Unit 2 - Genre theory: The Western
3. The Searchers
4. Heaven's Gate
What is a genre? The Western is often regarded as a hackneyed form which promotes a morally schematic version of American history. This unit of the course seeks to challenge that assumption, replacing it with a sense of the extraordinary flexibility of the Western genre.
Unit 3 - American Vietnam Films
5. Apocalypse Now
6. The Deerhunter
7. Taxi Driver
To what extent are American Vietnam films really about Vietnam? To what extent are they really about America? How one-sided is the picture they present? These films will be placed alongside filmed documentaries, histories and fictions about Vietnam in an attempt to answer these questions.
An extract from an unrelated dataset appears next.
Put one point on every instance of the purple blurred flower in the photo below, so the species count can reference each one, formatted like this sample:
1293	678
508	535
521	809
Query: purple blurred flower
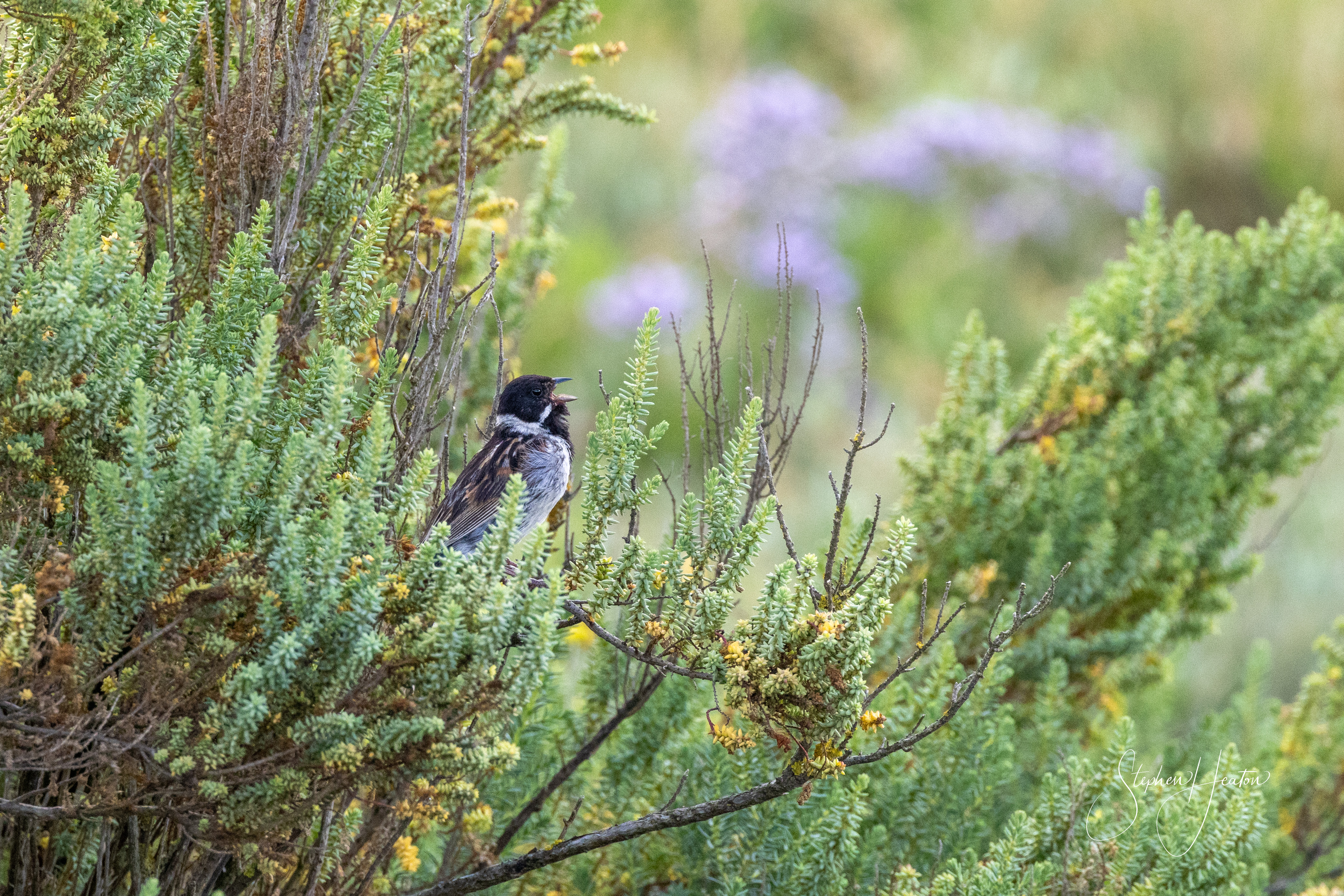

Similarities with the Western genre will also be discussed, together with a close reading of the differences in approach between the films that have been chosen.
Unit 4 - Versions of the American Family
8. It's A Wonderful Life
9. E.T.
10. Blue Velvet
These films show the American family in ascendancy and in decline and both films relate their picture of the family to the maintenance or collapse of consensus reality. Yet both films require the intrusion of extra-terrestrial forces as agents of hope and progress. The status of these forces is curiously ambivalent; at one level, they are peculiarly earthbound, the angel in Wonderful Life being a projection of the values of his time, and E.T. projecting a close affinity with current notions of green politics. Despite this, both aliens possess superhuman powers which they exercise for the good of the human community. This unit of the course focusses therefore on the functions of fantasy, highlighting the covert, often duplicitous manoeuvres it employs to coerce us into uncritical acceptance of social norms and perspectives.
An extended bibliography / filmography will be given to you at the start of the course.